St. Jude Children's Research Hospital scientists have mapped the structural details of how p53 attaches to its regulatory protein, called BCL-xL, in the cell. The protein p53 is a key activator of the cell's protective machinery against genetic damage, such as the mutations that drive cancer cells' explosive growth.
The detailed understanding of how these two molecular puzzle pieces fit together will help scientists design drugs that release p53 in cancer cells, triggering their suicide, called apoptosis.
The findings appear in the current online journal Nature Structural & Molecular Biology. The research was led by co-corresponding authors Richard Kriwacki, Ph.D., a member of the St. Jude Structural Biology department, and Douglas Green, Ph.D., chair of the St. Jude Immunology department.

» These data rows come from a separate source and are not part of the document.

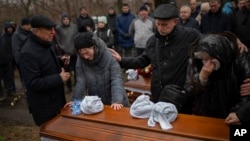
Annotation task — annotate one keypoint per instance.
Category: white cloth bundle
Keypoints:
(163, 113)
(132, 74)
(91, 105)
(141, 107)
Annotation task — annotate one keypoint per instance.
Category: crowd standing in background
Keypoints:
(141, 29)
(160, 37)
(125, 41)
(64, 38)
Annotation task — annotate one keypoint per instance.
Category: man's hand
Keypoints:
(68, 104)
(245, 87)
(115, 55)
(232, 119)
(116, 106)
(64, 75)
(206, 70)
(65, 59)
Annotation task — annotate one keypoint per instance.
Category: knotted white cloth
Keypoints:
(141, 107)
(91, 105)
(163, 113)
(132, 74)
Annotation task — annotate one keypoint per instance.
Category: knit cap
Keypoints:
(84, 40)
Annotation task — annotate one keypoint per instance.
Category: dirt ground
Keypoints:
(16, 124)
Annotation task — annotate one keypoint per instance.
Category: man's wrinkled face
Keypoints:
(44, 33)
(143, 14)
(65, 21)
(83, 12)
(165, 27)
(87, 53)
(125, 9)
(193, 5)
(111, 11)
(185, 13)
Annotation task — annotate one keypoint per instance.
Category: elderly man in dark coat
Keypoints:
(43, 77)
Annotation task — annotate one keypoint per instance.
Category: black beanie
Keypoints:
(84, 40)
(25, 21)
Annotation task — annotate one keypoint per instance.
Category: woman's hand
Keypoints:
(242, 47)
(206, 70)
(232, 119)
(68, 104)
(116, 106)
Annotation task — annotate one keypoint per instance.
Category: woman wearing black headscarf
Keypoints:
(215, 72)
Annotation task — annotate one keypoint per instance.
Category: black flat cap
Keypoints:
(41, 21)
(166, 11)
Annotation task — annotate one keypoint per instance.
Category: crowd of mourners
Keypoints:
(202, 47)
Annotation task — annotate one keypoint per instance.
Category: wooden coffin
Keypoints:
(111, 125)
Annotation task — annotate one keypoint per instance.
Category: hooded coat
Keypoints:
(222, 91)
(18, 39)
(101, 76)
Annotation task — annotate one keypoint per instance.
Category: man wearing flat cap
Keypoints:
(42, 75)
(166, 51)
(18, 39)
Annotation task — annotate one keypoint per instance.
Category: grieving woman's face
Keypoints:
(87, 53)
(205, 57)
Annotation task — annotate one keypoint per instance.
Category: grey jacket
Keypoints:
(102, 77)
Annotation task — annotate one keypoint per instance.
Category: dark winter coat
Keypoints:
(222, 91)
(5, 47)
(192, 23)
(101, 76)
(18, 40)
(173, 56)
(106, 35)
(215, 22)
(241, 26)
(41, 73)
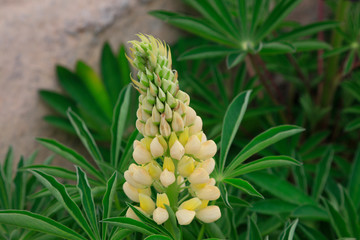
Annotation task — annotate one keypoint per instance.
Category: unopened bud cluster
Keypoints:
(174, 155)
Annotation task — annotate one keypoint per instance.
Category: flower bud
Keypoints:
(150, 128)
(140, 126)
(184, 136)
(191, 204)
(185, 216)
(131, 192)
(186, 166)
(155, 116)
(154, 170)
(146, 203)
(160, 215)
(190, 116)
(199, 176)
(162, 200)
(168, 164)
(196, 127)
(156, 148)
(207, 150)
(177, 150)
(131, 214)
(209, 214)
(168, 113)
(193, 145)
(177, 123)
(208, 193)
(141, 155)
(165, 129)
(167, 178)
(208, 164)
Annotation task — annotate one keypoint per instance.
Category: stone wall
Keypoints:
(35, 35)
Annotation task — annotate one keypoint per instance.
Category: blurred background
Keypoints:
(38, 34)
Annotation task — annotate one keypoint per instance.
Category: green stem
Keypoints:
(201, 233)
(331, 81)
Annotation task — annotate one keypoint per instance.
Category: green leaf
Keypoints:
(58, 102)
(118, 126)
(175, 229)
(243, 186)
(280, 188)
(123, 66)
(311, 233)
(20, 187)
(35, 222)
(95, 86)
(349, 62)
(192, 25)
(157, 237)
(110, 73)
(59, 192)
(132, 224)
(76, 89)
(322, 173)
(231, 123)
(280, 11)
(85, 136)
(272, 206)
(87, 200)
(60, 122)
(307, 30)
(253, 232)
(107, 201)
(337, 222)
(70, 155)
(310, 212)
(126, 155)
(57, 172)
(276, 48)
(354, 179)
(263, 163)
(310, 45)
(262, 141)
(209, 51)
(234, 59)
(289, 232)
(353, 125)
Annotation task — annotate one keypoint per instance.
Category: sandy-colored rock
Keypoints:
(37, 34)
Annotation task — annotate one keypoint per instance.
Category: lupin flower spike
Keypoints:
(174, 154)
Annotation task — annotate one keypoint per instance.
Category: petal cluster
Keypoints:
(174, 158)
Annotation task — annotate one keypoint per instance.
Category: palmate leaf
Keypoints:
(280, 188)
(58, 102)
(58, 190)
(263, 163)
(70, 155)
(107, 202)
(35, 222)
(87, 200)
(208, 51)
(322, 173)
(95, 86)
(231, 123)
(110, 73)
(262, 141)
(119, 123)
(85, 136)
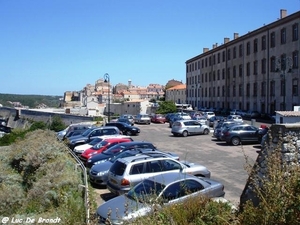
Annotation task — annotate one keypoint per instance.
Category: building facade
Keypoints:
(257, 71)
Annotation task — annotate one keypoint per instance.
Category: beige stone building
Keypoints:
(256, 71)
(176, 94)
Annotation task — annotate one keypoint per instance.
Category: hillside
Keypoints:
(32, 101)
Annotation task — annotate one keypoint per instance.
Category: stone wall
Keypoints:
(281, 137)
(19, 118)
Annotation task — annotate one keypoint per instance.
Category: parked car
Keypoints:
(128, 117)
(110, 152)
(208, 114)
(221, 126)
(79, 149)
(212, 120)
(142, 119)
(124, 120)
(189, 127)
(240, 134)
(158, 118)
(101, 146)
(125, 128)
(233, 117)
(91, 134)
(129, 171)
(98, 174)
(166, 189)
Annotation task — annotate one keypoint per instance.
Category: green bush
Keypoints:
(39, 179)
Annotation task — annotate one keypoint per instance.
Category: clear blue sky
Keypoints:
(48, 47)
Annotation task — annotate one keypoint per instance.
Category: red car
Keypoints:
(101, 146)
(158, 118)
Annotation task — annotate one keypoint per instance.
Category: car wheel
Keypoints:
(184, 133)
(235, 141)
(206, 131)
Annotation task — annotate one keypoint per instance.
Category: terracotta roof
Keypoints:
(178, 87)
(289, 113)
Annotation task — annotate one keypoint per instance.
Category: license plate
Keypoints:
(113, 181)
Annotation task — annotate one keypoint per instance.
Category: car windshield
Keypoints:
(95, 141)
(113, 150)
(146, 191)
(87, 132)
(100, 145)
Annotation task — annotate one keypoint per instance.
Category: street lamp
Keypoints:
(107, 80)
(283, 66)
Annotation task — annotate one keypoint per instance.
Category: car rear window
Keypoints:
(118, 168)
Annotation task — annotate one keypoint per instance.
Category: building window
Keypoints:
(240, 70)
(255, 89)
(263, 89)
(282, 87)
(234, 52)
(272, 88)
(283, 36)
(273, 64)
(255, 45)
(272, 40)
(295, 32)
(241, 50)
(228, 73)
(228, 54)
(248, 90)
(295, 87)
(234, 72)
(248, 69)
(255, 64)
(240, 90)
(295, 59)
(263, 42)
(263, 66)
(248, 48)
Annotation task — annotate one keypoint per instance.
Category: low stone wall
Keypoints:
(281, 137)
(19, 118)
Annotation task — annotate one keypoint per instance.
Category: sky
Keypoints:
(48, 47)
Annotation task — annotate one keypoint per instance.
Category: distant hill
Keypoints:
(32, 101)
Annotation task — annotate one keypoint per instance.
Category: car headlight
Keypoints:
(101, 161)
(102, 173)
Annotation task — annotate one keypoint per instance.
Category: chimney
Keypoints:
(226, 40)
(205, 50)
(235, 35)
(283, 13)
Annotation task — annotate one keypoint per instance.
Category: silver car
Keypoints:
(189, 127)
(164, 189)
(129, 171)
(99, 172)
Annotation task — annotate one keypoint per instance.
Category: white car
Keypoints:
(79, 149)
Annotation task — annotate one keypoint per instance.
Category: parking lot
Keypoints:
(227, 163)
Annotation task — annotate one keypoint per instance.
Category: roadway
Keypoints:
(228, 164)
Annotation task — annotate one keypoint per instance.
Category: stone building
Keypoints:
(256, 71)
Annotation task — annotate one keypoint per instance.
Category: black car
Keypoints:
(125, 128)
(110, 152)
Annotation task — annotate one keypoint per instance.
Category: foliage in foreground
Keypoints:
(277, 190)
(39, 179)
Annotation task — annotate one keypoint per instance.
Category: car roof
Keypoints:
(170, 177)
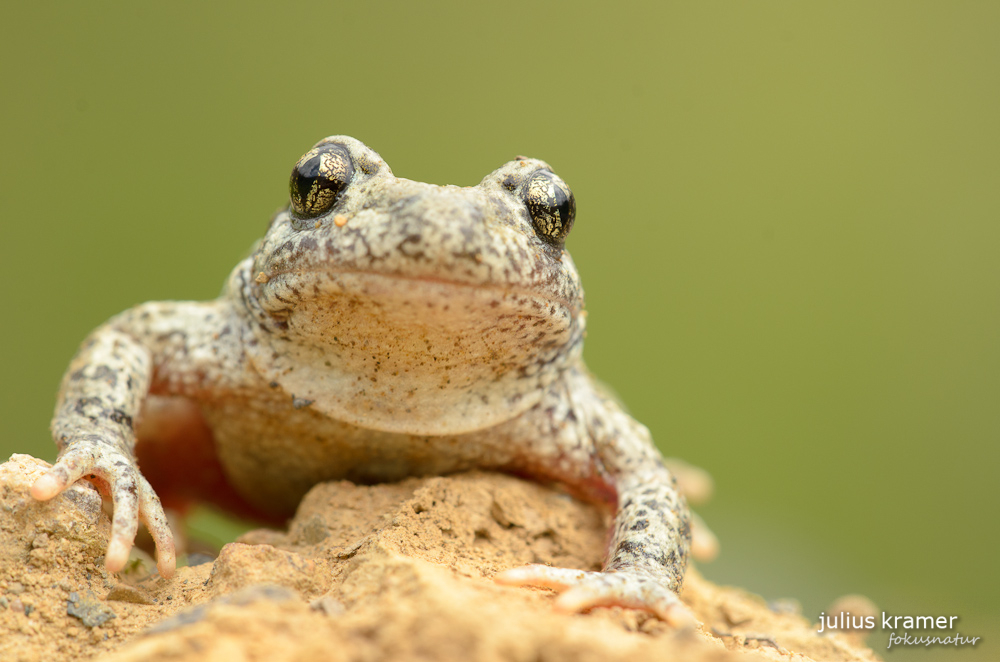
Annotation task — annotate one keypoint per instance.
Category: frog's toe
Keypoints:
(584, 590)
(151, 512)
(71, 467)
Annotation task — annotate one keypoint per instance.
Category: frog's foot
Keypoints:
(583, 590)
(116, 475)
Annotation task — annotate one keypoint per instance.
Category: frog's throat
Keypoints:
(418, 356)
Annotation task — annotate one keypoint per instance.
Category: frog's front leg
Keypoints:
(186, 349)
(649, 548)
(93, 428)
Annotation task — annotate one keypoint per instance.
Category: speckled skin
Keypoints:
(413, 329)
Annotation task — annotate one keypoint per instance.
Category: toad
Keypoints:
(383, 328)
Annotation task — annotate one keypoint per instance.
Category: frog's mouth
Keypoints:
(417, 355)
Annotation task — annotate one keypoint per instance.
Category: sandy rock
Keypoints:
(401, 571)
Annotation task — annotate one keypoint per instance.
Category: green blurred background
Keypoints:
(788, 228)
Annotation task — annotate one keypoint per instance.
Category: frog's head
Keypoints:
(410, 307)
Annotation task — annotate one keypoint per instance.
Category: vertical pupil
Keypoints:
(308, 174)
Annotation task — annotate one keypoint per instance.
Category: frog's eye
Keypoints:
(551, 206)
(319, 178)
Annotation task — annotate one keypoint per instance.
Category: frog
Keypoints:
(382, 328)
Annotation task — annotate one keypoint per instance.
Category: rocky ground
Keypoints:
(400, 572)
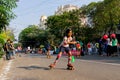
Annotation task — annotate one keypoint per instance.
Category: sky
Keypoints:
(28, 12)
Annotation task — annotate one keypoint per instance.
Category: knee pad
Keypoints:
(58, 56)
(69, 54)
(70, 58)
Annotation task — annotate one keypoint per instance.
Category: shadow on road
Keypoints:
(33, 67)
(115, 59)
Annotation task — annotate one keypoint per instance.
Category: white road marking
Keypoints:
(114, 64)
(6, 69)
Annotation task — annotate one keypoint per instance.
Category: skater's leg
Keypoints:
(58, 56)
(53, 64)
(69, 65)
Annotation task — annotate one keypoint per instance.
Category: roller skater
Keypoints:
(64, 47)
(70, 67)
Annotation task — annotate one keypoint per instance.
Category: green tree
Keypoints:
(32, 36)
(6, 14)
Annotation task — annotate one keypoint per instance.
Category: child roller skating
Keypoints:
(64, 47)
(70, 67)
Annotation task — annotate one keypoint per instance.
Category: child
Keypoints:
(64, 47)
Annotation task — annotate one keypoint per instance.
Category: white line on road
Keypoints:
(114, 64)
(6, 69)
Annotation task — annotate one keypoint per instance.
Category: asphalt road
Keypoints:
(35, 67)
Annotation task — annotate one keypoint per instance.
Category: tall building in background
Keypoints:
(65, 8)
(43, 22)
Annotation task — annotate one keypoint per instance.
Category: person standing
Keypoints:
(64, 47)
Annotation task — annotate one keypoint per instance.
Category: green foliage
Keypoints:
(32, 36)
(6, 14)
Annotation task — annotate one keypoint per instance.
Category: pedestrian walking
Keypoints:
(64, 47)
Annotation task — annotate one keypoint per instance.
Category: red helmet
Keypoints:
(113, 35)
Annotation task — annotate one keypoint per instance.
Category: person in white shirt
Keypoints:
(64, 47)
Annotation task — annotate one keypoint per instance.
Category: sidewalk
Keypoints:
(115, 59)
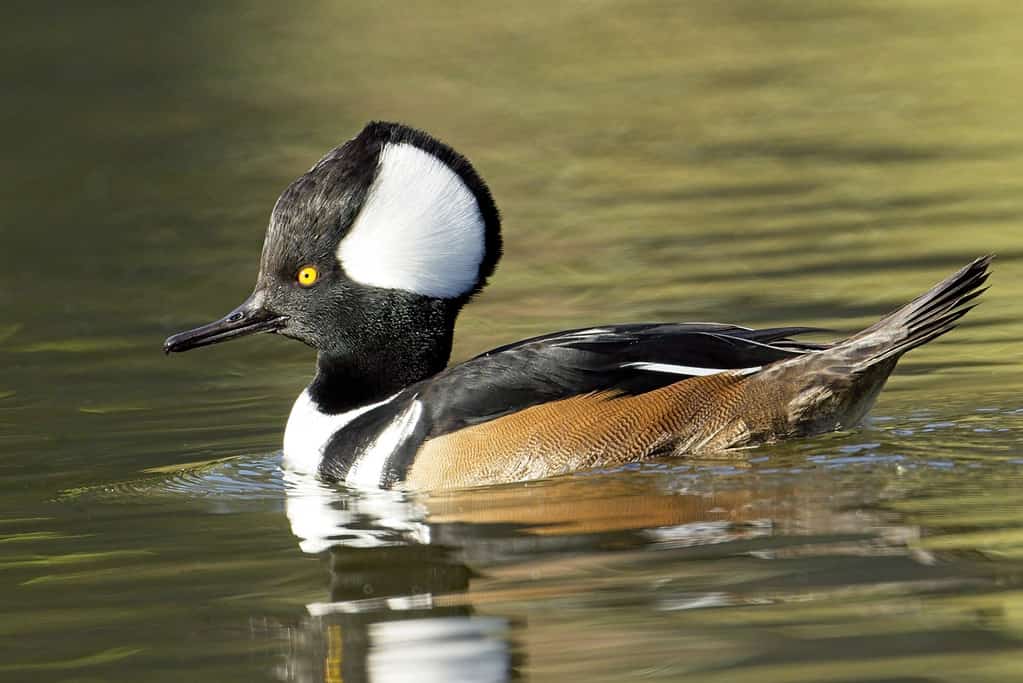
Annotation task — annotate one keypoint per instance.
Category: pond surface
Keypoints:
(761, 164)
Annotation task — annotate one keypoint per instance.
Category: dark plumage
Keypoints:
(384, 411)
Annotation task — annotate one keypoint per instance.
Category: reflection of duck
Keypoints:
(370, 256)
(439, 588)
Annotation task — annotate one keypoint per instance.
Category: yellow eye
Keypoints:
(308, 276)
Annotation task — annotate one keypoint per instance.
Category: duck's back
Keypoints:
(564, 402)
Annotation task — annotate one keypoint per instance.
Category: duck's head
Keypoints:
(389, 234)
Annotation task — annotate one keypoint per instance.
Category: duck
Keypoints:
(370, 256)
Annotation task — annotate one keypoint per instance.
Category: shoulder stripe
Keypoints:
(688, 369)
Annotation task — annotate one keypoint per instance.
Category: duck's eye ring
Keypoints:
(307, 276)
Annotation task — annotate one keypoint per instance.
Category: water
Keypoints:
(765, 164)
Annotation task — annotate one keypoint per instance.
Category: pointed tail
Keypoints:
(923, 319)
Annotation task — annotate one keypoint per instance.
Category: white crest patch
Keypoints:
(420, 228)
(309, 430)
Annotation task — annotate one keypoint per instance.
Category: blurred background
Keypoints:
(761, 164)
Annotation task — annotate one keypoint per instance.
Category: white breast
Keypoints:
(367, 470)
(309, 430)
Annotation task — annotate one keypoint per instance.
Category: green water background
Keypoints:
(762, 164)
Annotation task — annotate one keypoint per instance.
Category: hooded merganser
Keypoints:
(370, 256)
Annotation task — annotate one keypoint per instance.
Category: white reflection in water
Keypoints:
(442, 650)
(323, 516)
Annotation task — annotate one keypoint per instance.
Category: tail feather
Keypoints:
(923, 319)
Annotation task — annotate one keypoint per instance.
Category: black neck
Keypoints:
(380, 365)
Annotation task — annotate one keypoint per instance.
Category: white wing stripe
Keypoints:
(688, 369)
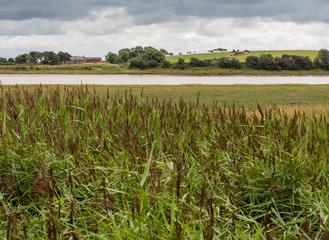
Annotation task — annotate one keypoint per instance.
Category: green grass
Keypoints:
(247, 95)
(80, 164)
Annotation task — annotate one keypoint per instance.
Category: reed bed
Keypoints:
(77, 165)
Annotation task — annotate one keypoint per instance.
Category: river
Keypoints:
(13, 79)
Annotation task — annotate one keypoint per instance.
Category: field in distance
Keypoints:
(242, 57)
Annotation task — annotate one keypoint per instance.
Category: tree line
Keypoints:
(149, 57)
(138, 57)
(46, 57)
(289, 62)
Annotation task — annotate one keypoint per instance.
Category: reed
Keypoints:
(78, 165)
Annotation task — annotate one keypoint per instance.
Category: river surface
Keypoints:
(13, 79)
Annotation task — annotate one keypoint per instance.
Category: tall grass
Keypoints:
(76, 165)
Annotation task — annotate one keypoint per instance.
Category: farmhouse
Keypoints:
(83, 59)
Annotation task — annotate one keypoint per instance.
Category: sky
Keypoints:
(96, 27)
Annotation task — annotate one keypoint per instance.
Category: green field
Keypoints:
(79, 163)
(289, 95)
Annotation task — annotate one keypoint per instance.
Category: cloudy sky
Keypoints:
(95, 27)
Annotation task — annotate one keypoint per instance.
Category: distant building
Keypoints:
(83, 59)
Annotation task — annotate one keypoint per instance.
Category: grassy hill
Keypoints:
(242, 58)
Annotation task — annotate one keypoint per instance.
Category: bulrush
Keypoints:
(76, 163)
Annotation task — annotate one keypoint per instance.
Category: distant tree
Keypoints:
(50, 58)
(136, 51)
(266, 61)
(322, 59)
(153, 54)
(64, 56)
(22, 58)
(252, 62)
(181, 63)
(35, 56)
(137, 62)
(229, 63)
(111, 57)
(124, 55)
(140, 57)
(166, 64)
(164, 51)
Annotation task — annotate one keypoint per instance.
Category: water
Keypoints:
(13, 79)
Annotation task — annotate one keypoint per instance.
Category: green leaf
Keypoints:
(147, 168)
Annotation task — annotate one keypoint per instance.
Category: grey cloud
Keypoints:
(150, 11)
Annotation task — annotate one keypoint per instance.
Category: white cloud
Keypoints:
(112, 29)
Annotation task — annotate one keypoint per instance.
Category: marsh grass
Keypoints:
(78, 165)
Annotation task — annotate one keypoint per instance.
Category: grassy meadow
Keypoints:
(107, 68)
(98, 163)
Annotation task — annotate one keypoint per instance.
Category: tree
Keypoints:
(164, 51)
(35, 56)
(124, 55)
(252, 62)
(137, 62)
(322, 59)
(111, 57)
(22, 58)
(50, 58)
(153, 54)
(64, 56)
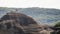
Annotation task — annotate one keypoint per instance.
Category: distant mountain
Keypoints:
(41, 15)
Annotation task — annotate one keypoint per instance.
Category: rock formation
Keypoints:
(17, 23)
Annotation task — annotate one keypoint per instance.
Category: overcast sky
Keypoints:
(30, 3)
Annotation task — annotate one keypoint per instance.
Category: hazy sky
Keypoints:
(30, 3)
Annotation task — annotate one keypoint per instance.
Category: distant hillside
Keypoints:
(41, 15)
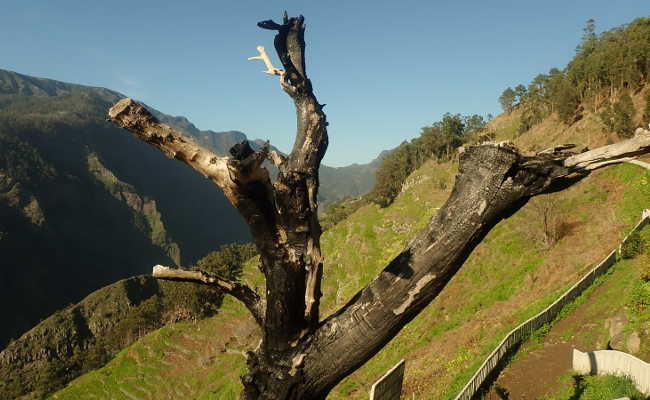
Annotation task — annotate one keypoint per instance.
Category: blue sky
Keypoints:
(384, 68)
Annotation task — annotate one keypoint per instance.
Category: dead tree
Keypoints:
(301, 356)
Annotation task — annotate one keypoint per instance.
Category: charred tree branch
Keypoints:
(241, 292)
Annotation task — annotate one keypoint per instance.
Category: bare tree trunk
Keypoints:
(299, 356)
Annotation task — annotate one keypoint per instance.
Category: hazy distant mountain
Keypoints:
(336, 183)
(84, 204)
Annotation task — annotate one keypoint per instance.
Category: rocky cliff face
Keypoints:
(83, 204)
(84, 336)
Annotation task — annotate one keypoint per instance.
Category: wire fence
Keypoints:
(524, 330)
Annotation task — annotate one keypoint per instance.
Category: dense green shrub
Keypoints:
(633, 246)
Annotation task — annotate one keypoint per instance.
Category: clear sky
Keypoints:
(384, 68)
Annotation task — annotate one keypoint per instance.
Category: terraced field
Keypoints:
(513, 274)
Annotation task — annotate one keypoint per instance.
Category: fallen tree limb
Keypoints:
(300, 356)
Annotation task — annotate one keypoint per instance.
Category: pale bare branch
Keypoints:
(240, 291)
(270, 69)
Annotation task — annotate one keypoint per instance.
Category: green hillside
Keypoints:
(518, 269)
(83, 204)
(443, 345)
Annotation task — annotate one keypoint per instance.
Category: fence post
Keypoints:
(389, 386)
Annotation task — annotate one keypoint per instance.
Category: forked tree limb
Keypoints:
(240, 291)
(494, 181)
(301, 357)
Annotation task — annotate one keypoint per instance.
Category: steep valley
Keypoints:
(513, 274)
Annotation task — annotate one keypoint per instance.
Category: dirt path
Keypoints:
(537, 372)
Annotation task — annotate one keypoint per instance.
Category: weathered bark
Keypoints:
(299, 356)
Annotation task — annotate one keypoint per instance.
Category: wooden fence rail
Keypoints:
(547, 315)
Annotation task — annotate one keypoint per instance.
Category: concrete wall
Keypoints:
(612, 362)
(524, 330)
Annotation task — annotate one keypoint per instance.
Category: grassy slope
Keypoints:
(506, 280)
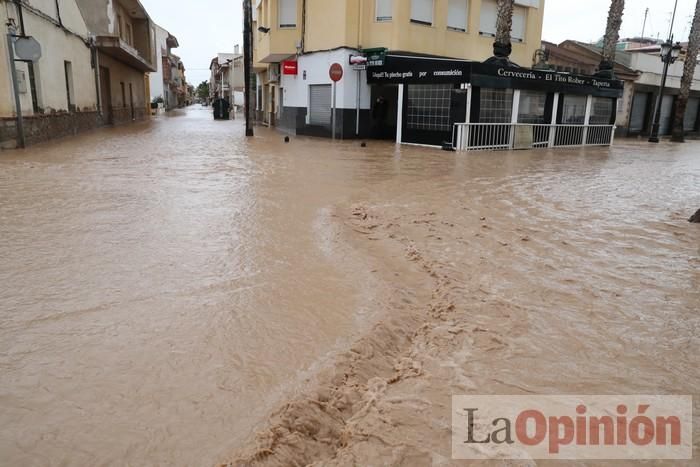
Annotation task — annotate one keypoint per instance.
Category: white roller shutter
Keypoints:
(422, 11)
(384, 8)
(519, 24)
(488, 17)
(320, 104)
(288, 13)
(457, 14)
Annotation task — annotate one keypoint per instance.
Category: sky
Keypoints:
(207, 27)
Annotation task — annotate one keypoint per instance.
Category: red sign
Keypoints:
(290, 67)
(336, 72)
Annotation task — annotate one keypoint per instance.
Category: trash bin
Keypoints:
(221, 109)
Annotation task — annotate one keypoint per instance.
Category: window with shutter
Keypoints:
(422, 12)
(488, 18)
(457, 14)
(288, 13)
(519, 24)
(383, 10)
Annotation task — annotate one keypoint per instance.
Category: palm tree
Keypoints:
(691, 60)
(502, 46)
(612, 36)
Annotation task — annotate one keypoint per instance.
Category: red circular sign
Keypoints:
(336, 72)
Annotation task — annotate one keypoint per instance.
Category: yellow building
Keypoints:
(411, 69)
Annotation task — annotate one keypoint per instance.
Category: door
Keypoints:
(320, 96)
(106, 95)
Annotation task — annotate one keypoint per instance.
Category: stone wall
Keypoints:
(40, 128)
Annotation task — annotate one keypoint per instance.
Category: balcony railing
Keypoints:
(504, 136)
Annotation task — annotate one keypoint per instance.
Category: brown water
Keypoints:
(165, 286)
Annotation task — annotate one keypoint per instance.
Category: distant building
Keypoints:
(57, 93)
(124, 37)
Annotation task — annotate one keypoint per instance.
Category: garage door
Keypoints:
(320, 105)
(639, 110)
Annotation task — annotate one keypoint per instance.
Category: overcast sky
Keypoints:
(206, 27)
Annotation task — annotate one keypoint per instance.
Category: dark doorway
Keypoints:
(106, 95)
(384, 110)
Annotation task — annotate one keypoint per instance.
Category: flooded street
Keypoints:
(165, 287)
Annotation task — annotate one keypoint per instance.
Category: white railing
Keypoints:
(499, 136)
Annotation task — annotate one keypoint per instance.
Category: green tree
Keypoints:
(691, 60)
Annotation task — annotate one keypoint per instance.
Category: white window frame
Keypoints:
(383, 18)
(466, 16)
(420, 21)
(279, 15)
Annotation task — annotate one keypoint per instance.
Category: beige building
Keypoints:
(317, 33)
(57, 92)
(124, 38)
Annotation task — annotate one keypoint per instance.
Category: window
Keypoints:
(519, 24)
(531, 107)
(428, 107)
(68, 71)
(383, 10)
(488, 18)
(288, 13)
(601, 111)
(457, 14)
(422, 12)
(496, 105)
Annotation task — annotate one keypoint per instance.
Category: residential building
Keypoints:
(227, 77)
(295, 42)
(640, 69)
(162, 80)
(57, 92)
(124, 37)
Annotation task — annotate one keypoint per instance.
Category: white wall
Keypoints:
(316, 66)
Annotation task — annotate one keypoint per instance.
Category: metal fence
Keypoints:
(499, 136)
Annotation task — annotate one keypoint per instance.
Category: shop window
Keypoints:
(517, 33)
(532, 107)
(457, 15)
(288, 13)
(601, 111)
(574, 110)
(496, 105)
(488, 18)
(428, 107)
(422, 12)
(383, 10)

In guarding the cell against genetic damage, the p53 machinery functions both in the nucleus of the cell and in the cell's gel-like cytosol. When this machinery detects irreparable damage to the cell, p53 is unleashed to trigger apoptosis. In about half of all cancers, this machinery is rendered inoperable by mutation of p53, enabling cancer cells to proliferate despite their genetic malfunctions.
The protein BCL-xL is a central inhibitor of the p53 machinery, binding both p53 and other moleculescalled BH3 proteinsthat also drive apoptosis.
"The molecular details of how BCL-xl performs this dual inhibitory function were not understood," Kriwacki said. "Having those details has enabled us to determine exactly how BCL-xl can restrain or inhibit apoptosis through interactions with BH3-domain-containing proteins, as well as p53."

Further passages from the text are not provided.